4. Unidos Podemos a échoué de manière imprévisible dans son objectif de sorpassar le PSOE et de disputer la victoire au PP. L’alliance entre Podemos et Izquierda Unido (IU) a obtenu le même nombre de députés que les deux partis avaient obtenu séparément en décembre (71, 69+2), mais elle a perdu un million de votes (21.1% et 5’049’734 votes par rapport au 24.28% et 6’139’494 votes engrangés lors du scrutin du 20 décembre). Les raisons en sont multiples et complexes. Il convient néanmoins d’écarter d’emblée les interprétations intéressées qui attribuent les mauvais résultats électoraux à l’alliance entre Podemos et IU en arguant que cette alliance aurait créé un imaginaire «front des gauches» radicalisées qui a fait peur aux électeurs modérés. Même s’il n’est pas possible de faire de l’histoire contre-factuelle, il est plus raisonnable d’imaginer que sans cette alliance les résultats de Podemos et d’IU auraient été bien pires. Une première explication du fiasco inattendu tient à une campagne molle, dénuée de propositions réelles et conçue non pas pour mobiliser et stimuler la base sociale réelle et potentielle de Unidos Podemos, mais plutôt pour ne pas effrayer des électeurs plus éloignés. La «campagne patriotique» et «light» en contenus, combinée avec des références anachroniques à la social-démocratie, a déconcerté plus d’un et ne semble pas avoir suscité l’émotion nécessaire et le souffle épique mobilisateurs. Cependant la tiédeur des messages contraste avec la capacité militante qu’a sous-tendue la candidature, car les actions publiques ont été importantes, même si elles ne dépassent pas la base sociale plus ou moins proche.
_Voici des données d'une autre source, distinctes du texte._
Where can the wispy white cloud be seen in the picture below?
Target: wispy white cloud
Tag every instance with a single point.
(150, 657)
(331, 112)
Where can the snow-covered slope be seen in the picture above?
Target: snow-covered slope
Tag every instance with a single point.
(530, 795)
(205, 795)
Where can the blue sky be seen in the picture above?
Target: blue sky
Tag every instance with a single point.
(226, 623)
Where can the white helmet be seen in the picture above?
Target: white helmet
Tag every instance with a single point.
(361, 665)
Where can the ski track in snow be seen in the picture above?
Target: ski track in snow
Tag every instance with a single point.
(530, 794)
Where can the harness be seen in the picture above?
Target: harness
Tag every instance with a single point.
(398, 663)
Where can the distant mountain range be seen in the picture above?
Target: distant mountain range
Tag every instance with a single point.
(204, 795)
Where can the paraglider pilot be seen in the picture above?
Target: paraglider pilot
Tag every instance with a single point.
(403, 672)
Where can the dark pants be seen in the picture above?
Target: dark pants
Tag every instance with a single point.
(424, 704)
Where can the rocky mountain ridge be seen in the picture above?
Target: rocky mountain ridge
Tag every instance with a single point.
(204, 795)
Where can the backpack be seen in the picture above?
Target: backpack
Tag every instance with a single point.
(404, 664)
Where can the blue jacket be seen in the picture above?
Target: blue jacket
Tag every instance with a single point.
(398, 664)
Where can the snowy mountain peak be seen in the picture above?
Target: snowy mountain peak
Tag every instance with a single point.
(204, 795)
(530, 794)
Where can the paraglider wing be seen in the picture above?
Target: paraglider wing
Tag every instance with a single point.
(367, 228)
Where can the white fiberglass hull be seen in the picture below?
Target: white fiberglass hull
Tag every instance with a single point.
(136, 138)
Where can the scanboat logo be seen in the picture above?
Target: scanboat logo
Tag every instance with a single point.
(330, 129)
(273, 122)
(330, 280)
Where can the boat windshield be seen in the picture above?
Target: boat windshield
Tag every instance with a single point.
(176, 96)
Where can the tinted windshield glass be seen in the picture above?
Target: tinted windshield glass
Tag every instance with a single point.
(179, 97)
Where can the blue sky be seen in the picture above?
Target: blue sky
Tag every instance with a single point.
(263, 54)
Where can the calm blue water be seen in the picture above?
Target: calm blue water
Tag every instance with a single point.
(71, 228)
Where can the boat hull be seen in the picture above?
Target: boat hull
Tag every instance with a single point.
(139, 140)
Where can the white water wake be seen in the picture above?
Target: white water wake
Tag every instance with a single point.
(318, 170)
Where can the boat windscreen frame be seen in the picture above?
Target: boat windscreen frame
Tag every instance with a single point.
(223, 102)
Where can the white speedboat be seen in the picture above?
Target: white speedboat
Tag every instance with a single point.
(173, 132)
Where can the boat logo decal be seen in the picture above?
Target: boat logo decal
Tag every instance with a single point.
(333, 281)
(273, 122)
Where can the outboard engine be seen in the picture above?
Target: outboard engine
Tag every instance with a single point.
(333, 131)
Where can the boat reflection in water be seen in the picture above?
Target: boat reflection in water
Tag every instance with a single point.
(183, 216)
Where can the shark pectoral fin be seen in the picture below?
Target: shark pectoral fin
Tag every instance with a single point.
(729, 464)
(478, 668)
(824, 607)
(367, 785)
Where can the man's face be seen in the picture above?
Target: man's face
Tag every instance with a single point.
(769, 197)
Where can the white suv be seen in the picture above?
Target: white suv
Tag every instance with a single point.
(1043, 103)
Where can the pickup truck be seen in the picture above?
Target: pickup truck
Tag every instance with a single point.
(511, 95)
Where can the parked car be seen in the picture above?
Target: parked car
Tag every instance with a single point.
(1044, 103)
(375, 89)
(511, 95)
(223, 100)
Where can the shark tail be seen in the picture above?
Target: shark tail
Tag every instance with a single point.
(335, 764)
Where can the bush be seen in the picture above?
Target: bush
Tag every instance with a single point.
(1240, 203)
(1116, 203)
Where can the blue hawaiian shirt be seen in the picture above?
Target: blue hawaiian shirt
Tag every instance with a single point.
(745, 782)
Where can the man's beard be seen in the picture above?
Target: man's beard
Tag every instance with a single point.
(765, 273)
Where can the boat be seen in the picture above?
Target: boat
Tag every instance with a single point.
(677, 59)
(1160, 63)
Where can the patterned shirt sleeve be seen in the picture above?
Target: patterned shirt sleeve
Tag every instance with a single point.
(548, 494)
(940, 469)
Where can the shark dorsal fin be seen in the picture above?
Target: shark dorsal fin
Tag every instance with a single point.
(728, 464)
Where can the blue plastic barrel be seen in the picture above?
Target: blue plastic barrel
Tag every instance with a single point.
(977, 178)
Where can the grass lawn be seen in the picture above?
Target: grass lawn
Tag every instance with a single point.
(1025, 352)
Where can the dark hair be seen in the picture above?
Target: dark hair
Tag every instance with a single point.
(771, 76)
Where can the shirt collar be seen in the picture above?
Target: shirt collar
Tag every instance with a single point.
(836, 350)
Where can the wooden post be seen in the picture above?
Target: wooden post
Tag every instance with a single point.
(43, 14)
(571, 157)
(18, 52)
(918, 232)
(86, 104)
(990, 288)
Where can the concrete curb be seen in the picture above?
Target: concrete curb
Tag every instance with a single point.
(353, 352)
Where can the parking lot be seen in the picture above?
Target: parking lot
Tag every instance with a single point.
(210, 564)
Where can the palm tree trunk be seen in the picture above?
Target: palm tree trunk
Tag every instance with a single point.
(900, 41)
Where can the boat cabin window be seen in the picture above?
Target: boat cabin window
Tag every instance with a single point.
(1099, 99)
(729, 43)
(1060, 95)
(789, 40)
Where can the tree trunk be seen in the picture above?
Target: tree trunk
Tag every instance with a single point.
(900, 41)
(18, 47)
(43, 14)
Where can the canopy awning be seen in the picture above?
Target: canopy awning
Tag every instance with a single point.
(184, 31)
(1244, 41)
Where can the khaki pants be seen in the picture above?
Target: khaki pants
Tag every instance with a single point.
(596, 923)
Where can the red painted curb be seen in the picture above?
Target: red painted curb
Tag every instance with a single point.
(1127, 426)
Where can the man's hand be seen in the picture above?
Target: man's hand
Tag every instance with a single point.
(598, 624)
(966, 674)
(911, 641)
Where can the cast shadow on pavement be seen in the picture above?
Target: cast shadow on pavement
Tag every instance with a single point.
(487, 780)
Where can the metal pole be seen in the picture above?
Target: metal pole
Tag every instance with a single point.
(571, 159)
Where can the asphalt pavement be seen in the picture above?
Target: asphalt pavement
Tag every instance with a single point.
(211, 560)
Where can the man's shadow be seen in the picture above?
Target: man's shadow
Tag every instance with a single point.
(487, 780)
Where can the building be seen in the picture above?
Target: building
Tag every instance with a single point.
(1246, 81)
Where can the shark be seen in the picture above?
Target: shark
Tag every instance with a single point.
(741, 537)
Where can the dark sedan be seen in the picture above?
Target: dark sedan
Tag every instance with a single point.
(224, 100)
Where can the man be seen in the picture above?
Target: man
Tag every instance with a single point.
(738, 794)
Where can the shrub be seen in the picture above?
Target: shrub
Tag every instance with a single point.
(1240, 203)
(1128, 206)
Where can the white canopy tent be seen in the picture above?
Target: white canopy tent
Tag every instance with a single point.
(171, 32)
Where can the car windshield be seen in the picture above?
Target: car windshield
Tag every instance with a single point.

Une deuxième explication de l’insuccès doit être recherchée dans des raisons de fond, et tient aux limites de la politisation suscitée par le cycle ouvert en 2011 et à la fluidité de la situation où les vieilles loyautés se délitent, mais les nouvelles ne se sont pas encore irréversiblement cristallisées. Beaucoup de ceux qui avaient voté en faveur de Podemos et de IU le 20 décembre 2015 ont pu soit rester à la maison, soit voter pour des options extraparlementaires, soit encore «retourner» au PSOE. Et tout cela pour une infinité de raisons contradictoires, soit de «droite», soit de «gauche». L’électorat provenant d’IU a pu être découragé par la mollesse de la campagne et jeté dans le désarroi face au virage «social-démocrate» et modéré d’Iglesias. Les électeurs plus modérés ont pu ne pas comprendre le refus de Podemos de soutenir Pedro Sanchez face au PP. Quant à la base électorale de gauche plus traditionnelle, il a pu au contraire préférer voter pour le PSOE qui appelait «à la gauche» face à un Podemos qui affichait des positions patriotiques. En fait, Podemos a ouvert un important espace politico-électoral qui va subsister, mais le corps de ce parti n’est pas suffisamment solidifié et ses périphéries sont encore peu «fidélisées» et instables.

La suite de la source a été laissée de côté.